Analyzing Crime in LA
🌇🚔 Background
Los Angeles, California 😎. The City of Angels. Tinseltown. The Entertainment Capital of the World! Known for its warm weather, palm trees, sprawling coastline, and Hollywood, along with producing some of the most iconic films and songs!
However, as with any highely populated city, it isn't always glamarous and there can be a large volume of crime. That's where you can help!
You have been asked to support the Los Angeles Police Department (LAPD) by analyzing their crime data to identify patterns in criminal behavior. They plan to use your insights to allocate resources effectively to tackle various crimes in different areas.
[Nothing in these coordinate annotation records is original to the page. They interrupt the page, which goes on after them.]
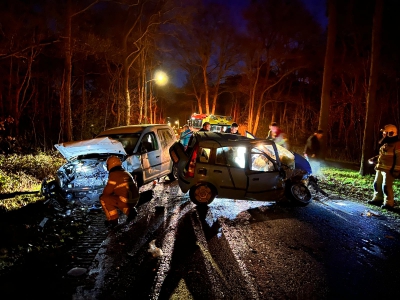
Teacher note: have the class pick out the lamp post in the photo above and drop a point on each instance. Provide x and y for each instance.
(161, 79)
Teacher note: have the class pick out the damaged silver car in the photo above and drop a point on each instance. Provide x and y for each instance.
(237, 167)
(143, 150)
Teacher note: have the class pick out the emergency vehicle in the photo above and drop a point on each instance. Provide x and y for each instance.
(218, 123)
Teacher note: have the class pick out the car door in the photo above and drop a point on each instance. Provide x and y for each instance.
(151, 157)
(264, 179)
(166, 138)
(229, 172)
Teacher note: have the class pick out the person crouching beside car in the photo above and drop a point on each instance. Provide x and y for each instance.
(387, 168)
(121, 193)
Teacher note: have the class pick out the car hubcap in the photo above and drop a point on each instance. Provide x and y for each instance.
(203, 194)
(300, 192)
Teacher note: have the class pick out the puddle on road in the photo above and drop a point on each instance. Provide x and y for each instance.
(231, 209)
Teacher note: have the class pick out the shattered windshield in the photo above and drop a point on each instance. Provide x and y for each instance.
(128, 140)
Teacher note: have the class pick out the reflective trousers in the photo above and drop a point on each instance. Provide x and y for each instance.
(111, 204)
(383, 187)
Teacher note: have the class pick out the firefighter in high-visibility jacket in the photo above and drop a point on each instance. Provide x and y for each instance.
(121, 192)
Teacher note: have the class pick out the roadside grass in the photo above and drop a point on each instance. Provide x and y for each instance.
(350, 184)
(24, 174)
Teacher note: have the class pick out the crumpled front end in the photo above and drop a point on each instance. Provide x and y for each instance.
(77, 178)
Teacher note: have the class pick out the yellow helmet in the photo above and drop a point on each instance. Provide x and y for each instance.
(112, 162)
(389, 130)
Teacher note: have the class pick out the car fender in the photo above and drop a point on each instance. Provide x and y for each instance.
(133, 163)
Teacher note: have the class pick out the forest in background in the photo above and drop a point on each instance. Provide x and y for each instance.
(69, 69)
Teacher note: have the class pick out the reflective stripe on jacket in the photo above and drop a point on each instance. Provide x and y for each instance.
(389, 157)
(122, 184)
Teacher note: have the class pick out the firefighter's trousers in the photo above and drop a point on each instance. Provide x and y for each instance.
(111, 204)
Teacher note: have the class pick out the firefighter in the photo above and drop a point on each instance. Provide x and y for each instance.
(121, 193)
(387, 168)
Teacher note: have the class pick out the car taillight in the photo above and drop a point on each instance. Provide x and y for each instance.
(190, 171)
(192, 164)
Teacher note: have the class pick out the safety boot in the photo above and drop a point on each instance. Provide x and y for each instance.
(132, 214)
(376, 202)
(388, 204)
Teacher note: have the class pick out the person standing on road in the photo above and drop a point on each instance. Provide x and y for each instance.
(277, 135)
(233, 129)
(121, 192)
(206, 127)
(185, 136)
(387, 168)
(313, 150)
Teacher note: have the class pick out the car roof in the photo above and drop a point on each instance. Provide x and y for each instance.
(131, 129)
(102, 145)
(217, 139)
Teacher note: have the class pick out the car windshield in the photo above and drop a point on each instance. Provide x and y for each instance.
(285, 156)
(128, 140)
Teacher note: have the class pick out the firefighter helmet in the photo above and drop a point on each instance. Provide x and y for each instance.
(389, 130)
(112, 162)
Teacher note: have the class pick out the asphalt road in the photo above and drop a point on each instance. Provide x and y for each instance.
(331, 249)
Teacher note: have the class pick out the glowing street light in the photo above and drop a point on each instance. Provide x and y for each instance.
(161, 78)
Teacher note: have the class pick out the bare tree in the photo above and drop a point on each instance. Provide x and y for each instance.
(367, 147)
(328, 71)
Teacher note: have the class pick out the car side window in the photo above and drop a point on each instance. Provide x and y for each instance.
(166, 137)
(260, 161)
(231, 156)
(204, 154)
(149, 143)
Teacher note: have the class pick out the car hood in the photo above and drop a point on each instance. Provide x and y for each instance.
(103, 145)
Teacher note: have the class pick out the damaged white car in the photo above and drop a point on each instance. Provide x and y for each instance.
(143, 150)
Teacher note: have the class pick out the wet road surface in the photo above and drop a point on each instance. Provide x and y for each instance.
(331, 249)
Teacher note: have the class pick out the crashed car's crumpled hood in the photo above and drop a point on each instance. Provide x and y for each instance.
(103, 145)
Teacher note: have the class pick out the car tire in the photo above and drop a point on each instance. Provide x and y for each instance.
(48, 189)
(174, 174)
(300, 194)
(202, 194)
(138, 178)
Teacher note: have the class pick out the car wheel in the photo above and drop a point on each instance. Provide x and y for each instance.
(174, 174)
(202, 194)
(300, 194)
(138, 178)
(48, 189)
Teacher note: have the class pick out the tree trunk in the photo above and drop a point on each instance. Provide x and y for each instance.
(367, 147)
(328, 70)
(67, 78)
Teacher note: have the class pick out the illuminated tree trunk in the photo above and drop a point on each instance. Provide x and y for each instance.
(371, 96)
(67, 78)
(328, 70)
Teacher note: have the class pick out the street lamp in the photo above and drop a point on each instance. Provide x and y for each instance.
(161, 79)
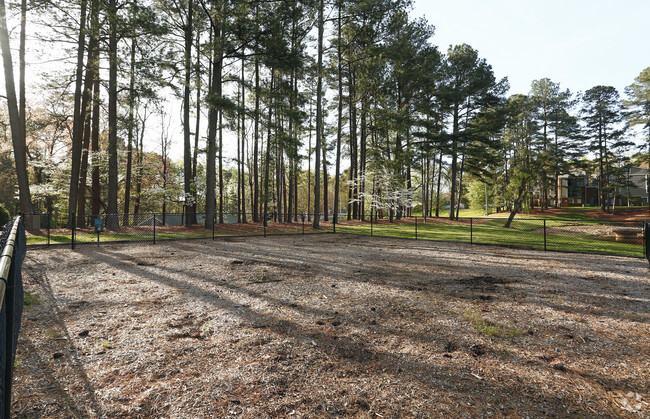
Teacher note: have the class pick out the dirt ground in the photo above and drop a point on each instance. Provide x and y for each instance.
(324, 325)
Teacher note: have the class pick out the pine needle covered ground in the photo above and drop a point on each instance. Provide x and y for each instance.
(328, 325)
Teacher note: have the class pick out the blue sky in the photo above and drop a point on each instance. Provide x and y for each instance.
(578, 43)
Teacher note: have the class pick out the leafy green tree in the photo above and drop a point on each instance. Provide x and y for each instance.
(637, 108)
(4, 216)
(522, 158)
(15, 119)
(602, 115)
(469, 87)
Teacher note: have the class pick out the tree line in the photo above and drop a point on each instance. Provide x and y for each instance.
(295, 90)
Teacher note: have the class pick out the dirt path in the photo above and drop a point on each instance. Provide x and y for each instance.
(328, 325)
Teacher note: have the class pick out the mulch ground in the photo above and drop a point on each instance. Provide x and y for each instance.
(325, 325)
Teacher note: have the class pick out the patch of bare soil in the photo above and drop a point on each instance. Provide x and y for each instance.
(326, 325)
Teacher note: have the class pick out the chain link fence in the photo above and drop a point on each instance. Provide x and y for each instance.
(47, 230)
(13, 247)
(623, 238)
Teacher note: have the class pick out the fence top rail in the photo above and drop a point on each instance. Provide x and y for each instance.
(6, 257)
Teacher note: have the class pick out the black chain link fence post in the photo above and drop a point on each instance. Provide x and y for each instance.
(13, 248)
(74, 228)
(471, 231)
(646, 239)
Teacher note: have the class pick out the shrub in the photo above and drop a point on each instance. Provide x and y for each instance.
(4, 216)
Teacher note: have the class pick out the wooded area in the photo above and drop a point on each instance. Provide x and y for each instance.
(299, 90)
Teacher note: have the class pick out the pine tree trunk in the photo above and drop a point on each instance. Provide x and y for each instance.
(89, 83)
(339, 126)
(129, 147)
(78, 116)
(187, 148)
(319, 116)
(94, 141)
(112, 222)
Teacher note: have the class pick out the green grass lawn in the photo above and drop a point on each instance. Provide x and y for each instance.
(562, 234)
(525, 233)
You are free to use any methodologies that you like in order to produce your insights.
The Data
They have provided you with a single dataset to use. A summary and preview is provided below.
The data is publicly available here.
👮♀️ crimes.csv
Column | Description |
---|---|
'DR_NO' | Division of Records Number: Official file number made up of a 2 digit year, area ID, and 5 digits. |
'Date Rptd' | Date reported - MM/DD/YYYY. |
'DATE OCC' | Date of occurence - MM/DD/YYYY. |
'TIME OCC' | In 24 hour military time. |
'AREA' | The LAPD has 21 Community Police Stations referred to as Geographic Areas within the department. These Geographic Areas are sequentially numbered from 1-21. |
'AREA NAME' | The 21 Geographic Areas or Patrol Divisions are also given a name designation that references a landmark or the surrounding community that it is responsible for. For example 77th Street Division is located at the intersection of South Broadway and 77th Street, serving neighborhoods in South Los Angeles. |
'Rpt Dist No' | A four-digit code that represents a sub-area within a Geographic Area. All crime records reference the "RD" that it occurred in for statistical comparisons. Find LAPD Reporting Districts on the LA City GeoHub at http://geohub.lacity.org/datasets/c4f83909b81d4786aa8ba8a74ab |
'Crm Cd' | Crime code for the offence committed. |
'Crm Cd Desc' | Definition of the crime. |
'Vict Age' | Victim Age (years) |
'Vict Sex' | Victim's sex: F : Female, M : Male, X : Unknown. |
'Vict Descent' | Victim's descent:
|
'Premis Cd' | Code for the type of structure, vehicle, or location where the crime took place. |
'Premis Desc' | Definition of the 'Premis Cd' . |
'Weapon Used Cd' | The type of weapon used in the crime. |
'Weapon Desc' | Description of the weapon used (if applicable). |
'Status Desc' | Crime status. |
'Crm Cd 1' | Indicates the crime committed. Crime Code 1 is the primary and most serious one. Crime Code 2, 3, and 4 are respectively less serious offenses. Lower crime class numbers are more serious. |
'Crm Cd 2' | May contain a code for an additional crime, less serious than Crime Code 1. |
'Crm Cd 3' | May contain a code for an additional crime, less serious than Crime Code 1. |
'Crm Cd 4' | May contain a code for an additional crime, less serious than Crime Code 1. |
'LOCATION' | Street address of the crime. |
'Cross Street' | Cross Street of rounded Address |
'LAT' | Latitude of the crime location. |
'LON' | Longtitude of the crime location. |
import pandas as pd
crimes = pd.read_csv("data/crimes.csv")
crimes.head(20)
Note:
To ensure the best user experience, we currently discourage using Folium and Bokeh in Workspace notebooks.
Project Overview
In this project, we will analyze crime data to gain insights into various aspects of criminal activities in a given region. We will use Python and several data analysis libraries to perform this analysis.
Python Modules Used
- Pandas
- NumPy
- Matplotlib
- Seaborn
Research Questions
We aim to answer the following questions during our analysis:
- Question 1: "What are the most common types of crimes in Los Angeles?" -
- Question 2:"What is the distribution of victim ages in Los Angeles crimes?"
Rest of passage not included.